As an example, the source code of the web page has a certain title node, the number of dates corresponds to the number of dates, but there is no corresponding subtitle in the target group, and according to the classification result, the type can be determined to be a type with social attributes, and the target information can also be directly sorted in the target group.

As an example, a web page source code has a determined title node, a plurality of hyperlinks are provided in an element after the lattice expansion, the number of the hyperlinks corresponds to the number of element tags in a content node, the discrete degree of each text size in the content node is lower than a preset discrete threshold, the dates do not correspond, the type can be determined to be an article list or a navigation type, and target information needs to be obtained based on target grouping and the lattice expansion node.

An embodiment of the present invention further provides an electronic device, including: at least one processor; and a memory communicatively coupled to the at least one processor; wherein the memory stores instructions executable by the at least one processor, the instructions configured to perform a method according to an embodiment of the invention.

The embodiment of the invention also provides a computer-readable storage medium, and the computer instructions are used for executing the method of the embodiment of the invention.

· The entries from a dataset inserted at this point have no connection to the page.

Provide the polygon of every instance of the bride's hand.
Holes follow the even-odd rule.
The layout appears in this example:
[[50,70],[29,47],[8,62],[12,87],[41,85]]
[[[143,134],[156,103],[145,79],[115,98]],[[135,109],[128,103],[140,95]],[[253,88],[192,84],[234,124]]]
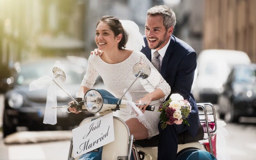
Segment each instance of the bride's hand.
[[143,110],[142,113],[144,113],[144,112],[145,112],[145,110],[146,109],[146,108],[147,108],[147,107],[149,105],[150,103],[151,103],[151,101],[152,100],[152,98],[151,97],[148,96],[147,95],[146,95],[143,98],[139,100],[137,100],[137,101],[136,101],[136,103],[147,103],[146,105],[143,105],[143,106],[137,106],[137,107],[139,107],[140,109]]
[[100,51],[99,49],[94,49],[94,51],[91,52],[91,54],[94,54],[96,56],[98,54],[100,56],[102,55],[102,54],[103,54],[103,51]]
[[[71,102],[70,102],[68,103],[68,104],[71,104],[72,103],[75,103],[75,102],[74,101],[71,101]],[[69,111],[71,112],[74,113],[79,113],[81,112],[79,112],[76,110],[76,109],[75,107],[68,107],[68,109],[69,109]]]

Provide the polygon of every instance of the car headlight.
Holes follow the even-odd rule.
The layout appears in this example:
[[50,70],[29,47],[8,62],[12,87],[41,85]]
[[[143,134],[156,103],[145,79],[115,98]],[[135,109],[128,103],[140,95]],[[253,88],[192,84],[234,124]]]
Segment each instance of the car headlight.
[[9,96],[8,104],[12,108],[17,109],[20,108],[23,104],[23,97],[20,94],[13,92]]
[[103,106],[102,97],[97,90],[89,90],[84,95],[84,99],[86,109],[92,113],[95,113],[101,110]]
[[252,92],[243,87],[240,85],[235,85],[234,87],[234,95],[237,97],[250,98],[253,94]]

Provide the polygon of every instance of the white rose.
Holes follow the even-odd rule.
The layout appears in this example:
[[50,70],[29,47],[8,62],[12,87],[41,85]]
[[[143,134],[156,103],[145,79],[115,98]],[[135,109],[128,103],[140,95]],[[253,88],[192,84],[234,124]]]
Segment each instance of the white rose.
[[183,97],[178,93],[172,94],[170,96],[170,99],[172,100],[176,100],[178,101],[180,100],[184,100]]
[[176,110],[179,110],[181,108],[181,106],[180,106],[180,104],[178,101],[176,100],[172,100],[171,103],[169,106],[170,107],[172,107],[174,108]]
[[177,110],[173,113],[173,117],[179,120],[182,118],[181,111],[180,110]]

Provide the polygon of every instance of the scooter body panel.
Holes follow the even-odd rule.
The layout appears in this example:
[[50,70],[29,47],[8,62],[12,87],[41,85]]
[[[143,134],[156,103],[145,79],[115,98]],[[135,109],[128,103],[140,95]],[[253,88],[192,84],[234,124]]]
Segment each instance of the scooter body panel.
[[[136,147],[136,148],[139,151],[145,153],[145,160],[156,159],[157,158],[157,147]],[[197,150],[206,150],[202,145],[199,142],[188,143],[185,144],[180,144],[178,145],[178,154],[180,154],[182,150],[185,148],[197,148]],[[196,150],[194,151],[196,151]]]

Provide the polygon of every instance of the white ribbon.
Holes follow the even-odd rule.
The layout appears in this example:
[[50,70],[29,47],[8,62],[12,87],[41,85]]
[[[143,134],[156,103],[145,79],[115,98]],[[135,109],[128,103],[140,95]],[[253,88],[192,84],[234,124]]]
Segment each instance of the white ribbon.
[[217,135],[216,148],[217,150],[217,158],[218,160],[229,160],[230,159],[229,152],[226,148],[226,140],[225,137],[228,133],[224,126],[226,123],[222,121],[217,121]]
[[133,21],[129,20],[120,20],[124,32],[127,37],[125,37],[125,49],[140,52],[142,46],[145,47],[145,43],[143,36],[140,32],[138,25]]
[[[124,90],[124,92],[125,92],[127,90],[127,89],[125,88]],[[124,97],[125,97],[126,100],[128,101],[127,104],[126,104],[126,108],[128,109],[128,110],[130,112],[130,115],[132,113],[132,109],[133,108],[135,112],[137,113],[139,115],[141,116],[142,116],[144,115],[144,114],[142,113],[142,112],[140,109],[137,106],[134,104],[134,103],[132,102],[132,95],[129,93],[129,92],[126,92],[125,94],[124,94]]]
[[52,106],[57,106],[55,85],[52,78],[45,76],[29,84],[29,91],[42,89],[49,86],[47,92],[47,99],[44,111],[43,123],[44,124],[55,124],[57,123],[57,109],[52,109]]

Although the present invention has been described with reference to a preferred embodiment, it should be understood that various changes, substitutions and alterations can be made herein without departing from the spirit and scope of the invention as defined by the appended claims.

Claims

1. A method for extracting target information of a webpage is characterized by comprising the following steps:

the step S4 includes:

step S43, obtaining the numerical mean deviation of P1, P2 and … Pn, comparing the numerical mean deviation with a preset mean deviation threshold value, and if the numerical mean deviation is larger than or equal to the mean deviation threshold value, determining the grouping corresponding to P1 as a target grouping;

2. The method of claim 1,

the path information is xpath path information of main content in a web page, and the step S3 includes:

3. The method of claim 1,

if the average value of the numerical values is smaller than the average value threshold, the step S4 further includes:

4. The method of claim 3,

the step S45 includes:

5. The method of claim 1,

the content node characteristic information further includes the number of links included in the node, and before the step S41 is executed in the step S4, the method further includes:

step S40, traversing the nodes of each packet, obtaining the link number of each packet, comparing the link number with a preset link number threshold, and filtering the packet if the link number exceeds the link number threshold.

6. The method of claim 1,

step S5 includes:

step S53, taking the father node of the first father node as a second father node, adding the second father node and each grouped node connected with the second father node into the node to be analyzed, judging whether the node to be analyzed comprises target information, if so, acquiring the target information from the node to be analyzed, otherwise, executing step S54;

…

step S5m +2, taking the father node of the mth father node as the m +1 th father node, wherein the m +1 th father node is a father node common to the target grouping node and the title node, adding the m +1 th father node and each grouping node connected with the m +1 th father node into the node to be analyzed, judging whether the node to be analyzed comprises target information, if so, acquiring the target information from the node to be analyzed, otherwise, ending the process.

7. The method of claim 6,

in step S5, the determining whether the node to be analyzed includes the target information includes:

8. An electronic device, comprising:

at least one processor;

and a memory communicatively coupled to the at least one processor;

wherein the memory stores instructions executable by the at least one processor, the instructions being arranged to perform the method of any of the preceding claims 1-7.

9. A computer-readable storage medium having stored thereon computer-executable instructions for performing the method of any of the preceding claims 1-7.